Assess the health literacy environment of your workplace
It is important to establish health literacy universal precautions in your service.
Most people are not health literate. This affects the safety, efficiency, effectiveness and equity of healthcare and the ability of people to be involved in managing their health.
To establish health literacy universal precautions, review the current practices and environment within your service to identify ways to improve the experience and outcomes for consumers and identify priorities for improvement.
Assessment tools in this toolkit are available for the following areas:
- Policies and protocols
- Spoken communication
- Written communication
- Signage
- Reception and Telephone etiquette
- Staff training.
Three steps to improve your service's health literacy environment
Step 1: Review the current practices and environment.
Step 2: Consider the findings and set goals, with those best able to do so, including decision-makers and leaders.
Step 3: Implement changes.
Step 1: Review practices and the current environment
For the review, it is best to involve as many staff as possible (clinical and administrative) and at least one person from each area of your practice.1
This will help engage staff in communication and health literacy and help them see their practice from the consumer point of view.

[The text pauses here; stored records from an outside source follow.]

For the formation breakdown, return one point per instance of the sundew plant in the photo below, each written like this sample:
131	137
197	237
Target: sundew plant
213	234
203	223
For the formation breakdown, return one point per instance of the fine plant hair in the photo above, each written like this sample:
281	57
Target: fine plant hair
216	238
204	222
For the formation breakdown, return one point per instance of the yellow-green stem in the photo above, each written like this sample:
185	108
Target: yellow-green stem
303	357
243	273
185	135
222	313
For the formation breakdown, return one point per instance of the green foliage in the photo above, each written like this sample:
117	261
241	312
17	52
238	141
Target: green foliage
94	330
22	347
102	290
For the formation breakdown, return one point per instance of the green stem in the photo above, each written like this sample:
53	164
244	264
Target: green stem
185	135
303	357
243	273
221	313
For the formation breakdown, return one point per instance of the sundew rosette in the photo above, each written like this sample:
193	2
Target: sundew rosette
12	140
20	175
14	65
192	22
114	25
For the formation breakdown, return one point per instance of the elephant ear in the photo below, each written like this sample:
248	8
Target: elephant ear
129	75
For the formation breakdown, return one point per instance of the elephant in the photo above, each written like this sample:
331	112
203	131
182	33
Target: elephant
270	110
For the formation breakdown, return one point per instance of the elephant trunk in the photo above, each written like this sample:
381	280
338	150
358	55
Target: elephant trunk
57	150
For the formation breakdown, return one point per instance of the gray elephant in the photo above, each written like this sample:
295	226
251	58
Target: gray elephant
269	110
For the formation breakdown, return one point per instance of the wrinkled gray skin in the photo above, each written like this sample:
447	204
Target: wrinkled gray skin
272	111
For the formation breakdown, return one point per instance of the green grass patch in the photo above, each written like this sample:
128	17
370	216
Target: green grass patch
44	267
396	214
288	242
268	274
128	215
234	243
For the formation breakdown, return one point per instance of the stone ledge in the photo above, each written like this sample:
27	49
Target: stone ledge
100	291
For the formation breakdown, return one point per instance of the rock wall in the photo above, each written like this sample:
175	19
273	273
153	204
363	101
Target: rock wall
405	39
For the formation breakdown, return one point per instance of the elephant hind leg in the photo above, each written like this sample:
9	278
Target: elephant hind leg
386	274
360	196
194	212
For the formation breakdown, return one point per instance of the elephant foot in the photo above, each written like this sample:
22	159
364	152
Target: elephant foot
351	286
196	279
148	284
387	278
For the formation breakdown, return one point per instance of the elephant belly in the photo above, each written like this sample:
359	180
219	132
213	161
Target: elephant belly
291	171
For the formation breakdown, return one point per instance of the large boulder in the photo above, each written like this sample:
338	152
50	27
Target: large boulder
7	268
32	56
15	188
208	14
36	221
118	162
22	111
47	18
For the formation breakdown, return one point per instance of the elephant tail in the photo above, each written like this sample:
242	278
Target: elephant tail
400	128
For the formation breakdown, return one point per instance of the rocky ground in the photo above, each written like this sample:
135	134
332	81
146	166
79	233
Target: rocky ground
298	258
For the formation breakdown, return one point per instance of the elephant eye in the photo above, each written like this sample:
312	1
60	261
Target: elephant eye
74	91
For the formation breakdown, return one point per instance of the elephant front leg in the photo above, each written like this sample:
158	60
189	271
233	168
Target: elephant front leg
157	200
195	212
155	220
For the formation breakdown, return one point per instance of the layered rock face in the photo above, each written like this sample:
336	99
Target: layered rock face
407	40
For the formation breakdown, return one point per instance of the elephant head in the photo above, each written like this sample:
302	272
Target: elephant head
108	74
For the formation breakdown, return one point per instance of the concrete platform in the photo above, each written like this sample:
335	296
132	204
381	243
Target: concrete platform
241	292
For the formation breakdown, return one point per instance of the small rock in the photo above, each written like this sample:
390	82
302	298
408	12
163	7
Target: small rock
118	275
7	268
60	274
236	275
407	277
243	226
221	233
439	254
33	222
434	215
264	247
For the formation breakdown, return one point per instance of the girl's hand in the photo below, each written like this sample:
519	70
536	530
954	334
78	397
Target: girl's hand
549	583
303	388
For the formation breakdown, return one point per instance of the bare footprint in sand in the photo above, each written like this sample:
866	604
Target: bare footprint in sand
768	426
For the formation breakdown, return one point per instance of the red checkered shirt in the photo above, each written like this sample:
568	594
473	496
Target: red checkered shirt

It is also important to include a small number of consumers.
Ask your reviewers to undertake a full walk-through assessment of your service.1 This involves assessing the whole experience from finding and accessing your service all the way through to having health needs met and completing the relevant assessment tools.
Ask the reviewers to complete the review on their own, then meet to review the results and determine the findings.
The results should give you a good idea about what areas you need to improve. Pay special attention to areas that had questions answered with 'Needs Improvement' or 'Not Doing'.
Step 2: Consider the findings and set goals
Setting goals will support communication and help everyone understand the organisation's communication and health literacy priorities, and what your organisation wants to achieve. Engaging consumers to assist in setting priorities and in the development of health literacy improvements is extremely important.
It will be most effective if leaders and decision-makers are involved in this step, and if your goals are SMART: specific, measurable, attainable, relevant and time-based. For example:
- within the next three months, the service will provide scripts for frequent questions asked over the telephone
- over the next six months, the service will review all patient education material routinely used and replace material as appropriate to meet the needs of our consumers
- over the next three months, we will change procedures to routinely offer all consumers help to complete our forms.
Step 3: Implement change
It's important to involve as many people as possible in making changes. The best people to lead change may include service managers, educators, senior receptionists, quality improvement staff and facilities management, communications and public relations staff. However, meaningful consumer participation is also a critical part of any change and assists in ensuring change is appropriate and supports improved health literacy.